Шрифт:
Интервал:
Закладка:
Ночью я просыпаюсь. Сажусь в кровати и смотрю в темноту за окном. Снег идет, дует ветер, за окном вихри, снежные сгустки ударяют в стекло. Там, где тропа спускается к озеру, лишь белое одеяло без контуров. Я выползаю из кровати, бреду на кухню и зажигаю маленькую лампочку над плитой. Лира поднимает голову на своем месте у буржуйки, но ее внутренние часы идут без сбоев, на улицу мы в два часа ночи не пойдем, она это знает.
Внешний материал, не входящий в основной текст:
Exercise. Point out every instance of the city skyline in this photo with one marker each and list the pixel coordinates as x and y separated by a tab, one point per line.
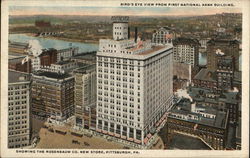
109	11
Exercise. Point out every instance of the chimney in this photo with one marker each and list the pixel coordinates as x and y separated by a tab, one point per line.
128	32
135	34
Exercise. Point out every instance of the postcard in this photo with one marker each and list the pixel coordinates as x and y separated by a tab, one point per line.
157	78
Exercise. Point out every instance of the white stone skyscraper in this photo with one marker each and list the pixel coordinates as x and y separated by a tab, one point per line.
134	84
19	126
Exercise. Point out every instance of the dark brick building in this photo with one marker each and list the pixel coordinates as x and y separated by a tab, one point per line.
227	46
205	123
48	57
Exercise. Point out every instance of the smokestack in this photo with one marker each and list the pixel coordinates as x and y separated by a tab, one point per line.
135	34
128	32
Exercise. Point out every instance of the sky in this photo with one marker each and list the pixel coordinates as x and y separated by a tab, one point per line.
129	11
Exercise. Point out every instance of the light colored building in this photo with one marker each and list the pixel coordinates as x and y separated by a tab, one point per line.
19	128
186	51
53	95
63	54
85	97
134	85
61	67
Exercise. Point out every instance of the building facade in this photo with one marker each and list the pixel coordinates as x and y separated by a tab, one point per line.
19	126
162	36
65	54
186	51
53	95
134	84
85	97
227	47
199	121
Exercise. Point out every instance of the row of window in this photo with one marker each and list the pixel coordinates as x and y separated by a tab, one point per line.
118	60
17	87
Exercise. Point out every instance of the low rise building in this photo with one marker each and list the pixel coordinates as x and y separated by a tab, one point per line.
16	63
18	47
65	54
203	122
221	101
206	78
162	36
186	50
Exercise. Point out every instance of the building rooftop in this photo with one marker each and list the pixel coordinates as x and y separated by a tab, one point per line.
229	97
17	76
64	62
206	75
186	41
18	44
221	40
237	76
85	68
47	51
53	75
184	108
180	141
153	49
85	56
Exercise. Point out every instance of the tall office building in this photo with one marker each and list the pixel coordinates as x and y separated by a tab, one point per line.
19	109
85	97
134	84
53	95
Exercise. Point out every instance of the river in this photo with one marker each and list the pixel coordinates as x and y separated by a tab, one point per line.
54	43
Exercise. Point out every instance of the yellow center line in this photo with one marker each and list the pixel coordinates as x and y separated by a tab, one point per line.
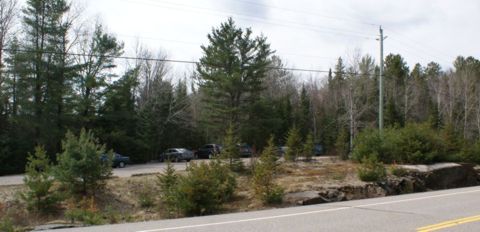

Тащусь в ванную, вернее, в каморку у входа, где у меня мойка, здоровый кувшин и ведро на случай такой погоды, когда мне неохота бежать за дом. Справив нужду, я надеваю на себя свитер и теплые носки и присаживаюсь к кухонному столу с символической стопкой и последними страницами «Повести о двух городах». Жизнь Сидни Картона подходит к концу, кровь разливается вокруг него морем, сквозь красную пелену он видит ритмично работающую гильотину, головы падают в корзину, которую меняют на новую как только она переполняется, а женщины на площади сидят вяжут и считают: «Девятнадцать, двадцать, двадцать один», и он целует ту, что стоит в очереди перед ним и утешает ее словами: «Прощайте, мы встретимся в стране, где нет ни времени, ни печалей», и вот наступает его черед, и он напоследок говорит миру и себе: «То, что я сегодня делаю, намного лучше всего, что я делал когда-либо». Не так легко не согласиться с ним в такой ситуации. Бедный, бедный Сидни Картон. Воистину воодушевляющее чтение, скажу я вам. Я улыбаюсь сам себе, беру книжку и ставлю ее в гостиной на полку к другим книгам Диккенса, а вернувшись в кухню, допиваю стопочку одним глотком, тушу свет над плитой, иду в каморку и укладываюсь. Я засыпаю, не успев коснуться головой подушки.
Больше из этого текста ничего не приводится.